Turning to the third factor-court convenience-judicial economy and resources would plainly be wasted if the Court allowed discovery to proceed, only to later determine that Plaintiff's claims must be dismissed or transferred to another venue. See Skyline Potato Co. v. Rogers Bros. Farms, Inc., No. 10-cv-02353-WJM-KLM, 2011 WL 587962, at *2 (D. Colo. Feb. 10, 2011) (“[T]he Court notes that neither its nor the parties' time is well-served by being involved in the ‘struggle of the substance of suit' when potentially dispositive issues are adjudicated at the outset of a case.”).
The fourth factor-interests of a non-party-is neutral. Plaintiff seeks expedited discovery from non-party Builders FirstSource, Inc. (Doc. # 5 at ¶ 5.) Based on the Parties' arguments, it appears that Builders FirstSource, Inc. may be subject to third-party discovery requests, regardless of where litigation is pending. Further, the Court notes that non-parties typically have narrower discovery obligations than parties. See In re HomeAdvisor, Inc. Litig., No. 16-CV-01849-PAB-KLM, 2019 WL 12473434, at *5 (D. Colo. Dec. 16, 2019). Thus, this factor does not weigh for or against a stay.
As to the fifth factor, the general public's primary interest in this case is an efficient and just resolution. Avoiding wasteful efforts by the court and the litigants serves that purpose. CGC Holding Co., LLC v.
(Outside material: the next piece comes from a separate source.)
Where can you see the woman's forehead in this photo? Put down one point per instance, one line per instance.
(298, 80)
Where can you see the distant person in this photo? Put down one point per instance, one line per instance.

Hutchens, 965 F.Supp.2d 1277, 1279 (D. Colo. 2013) (stating that the public has an interest in not wasting a court's “valuable time”).
Accordingly, on this record, and having weighed the String Cheese factors, the Court finds that a stay of discovery is appropriate pending resolution of the Motion to Dismiss.
Finally, the Court asked the parties to address whether jurisdictional discovery is necessary to resolve the pending Motion to Dismiss. Plaintiff argues that it believes that “discovery will support a finding that Defendant has had sufficient minimum contacts with Colorado to support this Court's exercise of personal jurisdiction over him.” (Doc. # 27 at p. 15.) However, the Court finds that jurisdiction and venue as alleged in the Complaint are based on a forum selection clause. (Doc. # 1 at ¶ 7.) Plaintiff's Motion to Dismiss is based on a competing forum selection clause. (Doc. # 15.) Plaintiff has not explained what limited jurisdictional discovery is necessary for the Court to analyze these competing forum selection clauses, nor has Plaintiff explained how the lack of discovery would impact the outcome of the case. See Gas Sensing Tech. Corp. v. Ashton, 795 Fed.Appx. 1010, 1017 (10th Cir. 2020). Accordingly, the Court will not order jurisdictional discovery on Defendant's Motion to Dismiss.
IV. CONCLUSION
For the foregoing reasons, the Court ORDERS as follows:
• Defendant's Motion to Stay (Doc. # 24) is GRANTED. This case is STAYED pending resolution of Defendant's Motion to Dismiss (Doc. # 15).
• The Court ORDERS expedited briefing on Defendant's Motion to Dismiss. Plaintiff shall file a response on or before April 29, 2022. Defendant's reply due on or before May 6, 2022.